The new Law on Investment

Law on Investment No. 143/2025/QH15, which becomes effective from 01 March 2026 (“LOI”) marks a further step in the modernization of Vietnam’s investment framework. The LOI introduces reforms aimed at improving the business environment and reducing administrative burdens for investors, and aligning the country’s investment framework with international practices.

One key change is the reduction of conditional business sectors, as reflected in the revised list of conditional business lines under LOI and its implementing provisions. Conditional sectors where businesses must meet specific regulatory requirements before operating have been streamlined to remove unnecessary barriers. This reform is intended to facilitate market entry, lower compliance costs for enterprises, and encourage competition across industries, while maintaining regulatory safeguards for sectors related to national security, public health.

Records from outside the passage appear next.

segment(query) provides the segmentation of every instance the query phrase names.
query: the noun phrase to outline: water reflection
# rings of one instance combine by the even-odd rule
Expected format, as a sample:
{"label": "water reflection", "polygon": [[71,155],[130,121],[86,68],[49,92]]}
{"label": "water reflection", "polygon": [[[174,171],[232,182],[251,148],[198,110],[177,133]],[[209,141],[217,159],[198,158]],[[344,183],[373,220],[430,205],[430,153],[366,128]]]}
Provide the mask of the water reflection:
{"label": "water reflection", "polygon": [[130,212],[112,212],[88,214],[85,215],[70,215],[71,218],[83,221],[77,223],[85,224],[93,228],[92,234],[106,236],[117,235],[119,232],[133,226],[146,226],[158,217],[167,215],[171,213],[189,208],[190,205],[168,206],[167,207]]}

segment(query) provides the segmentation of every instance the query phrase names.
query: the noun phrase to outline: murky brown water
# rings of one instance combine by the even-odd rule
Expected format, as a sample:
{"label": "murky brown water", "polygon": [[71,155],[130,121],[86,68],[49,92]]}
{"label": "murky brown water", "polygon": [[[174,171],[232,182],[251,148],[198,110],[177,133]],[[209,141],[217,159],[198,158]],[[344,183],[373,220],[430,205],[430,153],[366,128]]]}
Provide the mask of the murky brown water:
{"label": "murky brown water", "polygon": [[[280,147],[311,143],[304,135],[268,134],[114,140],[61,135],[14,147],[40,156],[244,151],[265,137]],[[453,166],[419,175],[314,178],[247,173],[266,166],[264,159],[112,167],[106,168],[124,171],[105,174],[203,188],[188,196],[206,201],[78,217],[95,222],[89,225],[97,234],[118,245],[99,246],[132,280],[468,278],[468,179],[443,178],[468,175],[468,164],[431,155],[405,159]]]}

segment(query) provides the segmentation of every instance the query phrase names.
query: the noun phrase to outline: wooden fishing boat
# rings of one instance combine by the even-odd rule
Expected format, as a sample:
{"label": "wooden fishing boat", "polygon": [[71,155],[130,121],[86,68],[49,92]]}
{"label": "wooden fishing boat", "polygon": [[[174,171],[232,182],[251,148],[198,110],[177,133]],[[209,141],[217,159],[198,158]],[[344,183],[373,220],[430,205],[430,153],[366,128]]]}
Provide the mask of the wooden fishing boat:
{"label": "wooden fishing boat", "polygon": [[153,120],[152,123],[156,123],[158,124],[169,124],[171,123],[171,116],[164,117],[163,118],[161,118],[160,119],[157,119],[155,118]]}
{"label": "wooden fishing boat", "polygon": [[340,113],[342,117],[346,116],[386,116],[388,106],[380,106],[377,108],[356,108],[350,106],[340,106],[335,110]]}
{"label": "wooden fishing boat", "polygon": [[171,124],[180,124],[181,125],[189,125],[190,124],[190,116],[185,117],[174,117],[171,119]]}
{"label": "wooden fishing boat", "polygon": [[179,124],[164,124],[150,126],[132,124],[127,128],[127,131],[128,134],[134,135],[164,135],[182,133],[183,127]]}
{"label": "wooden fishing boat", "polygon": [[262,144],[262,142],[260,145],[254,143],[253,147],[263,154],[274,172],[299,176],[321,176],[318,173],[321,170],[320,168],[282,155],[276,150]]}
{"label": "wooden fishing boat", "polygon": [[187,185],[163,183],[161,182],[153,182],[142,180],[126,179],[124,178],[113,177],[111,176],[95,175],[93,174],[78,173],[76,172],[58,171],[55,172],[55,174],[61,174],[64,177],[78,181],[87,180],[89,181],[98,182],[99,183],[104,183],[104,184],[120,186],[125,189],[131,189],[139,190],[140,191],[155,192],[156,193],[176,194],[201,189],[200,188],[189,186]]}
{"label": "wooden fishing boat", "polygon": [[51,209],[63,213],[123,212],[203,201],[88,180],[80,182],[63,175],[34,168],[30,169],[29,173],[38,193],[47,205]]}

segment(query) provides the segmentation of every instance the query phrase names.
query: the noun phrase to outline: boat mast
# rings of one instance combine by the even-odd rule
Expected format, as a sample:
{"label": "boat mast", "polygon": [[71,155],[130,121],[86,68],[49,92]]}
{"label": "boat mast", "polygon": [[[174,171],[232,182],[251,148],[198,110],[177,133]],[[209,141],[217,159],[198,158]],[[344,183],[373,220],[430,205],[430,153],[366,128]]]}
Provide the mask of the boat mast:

Another key reform in Vietnam’s market entry mechanism by LOI is that foreign investors are now permitted to establish an economic organization prior to obtaining the Investment Registration Certificate (“IRC”). The mandatory “IRC-first” sequence under the former investment law is officially dismantled.

The law also simplifies procedures for industrial investment projects, particularly those located in industrial parks and economic zones. Under the special investment procedures, investors are entirely exempted from obtaining investment policy approvals, environmental impact assessment (EIA) reports, and construction permits. Instead of traditional licensing, they simply need to submit a written commitment to comply with relevant standards, along with a project proposal outlining environmental mitigation measures. By reducing procedural overlaps and clarifying the responsibilities of competent authorities, the new framework aims to shorten approval timelines and facilitate faster project implementation.

In addition, the law introduces simplified procedures for outbound investment, including revised provisions on the approval authority and registration requirements for overseas investment projects. By reducing the number of projects requiring high-level government approval and allowing streamlined registration and foreign exchange procedures with the Ministry of Finance, the law enables investors to respond more efficiently to international investment opportunities.

Overall, these reforms aim to strengthen Vietnam’s attractiveness as an investment destination while supporting the international expansion of Vietnamese enterprises and promoting deeper integration into global investment flows.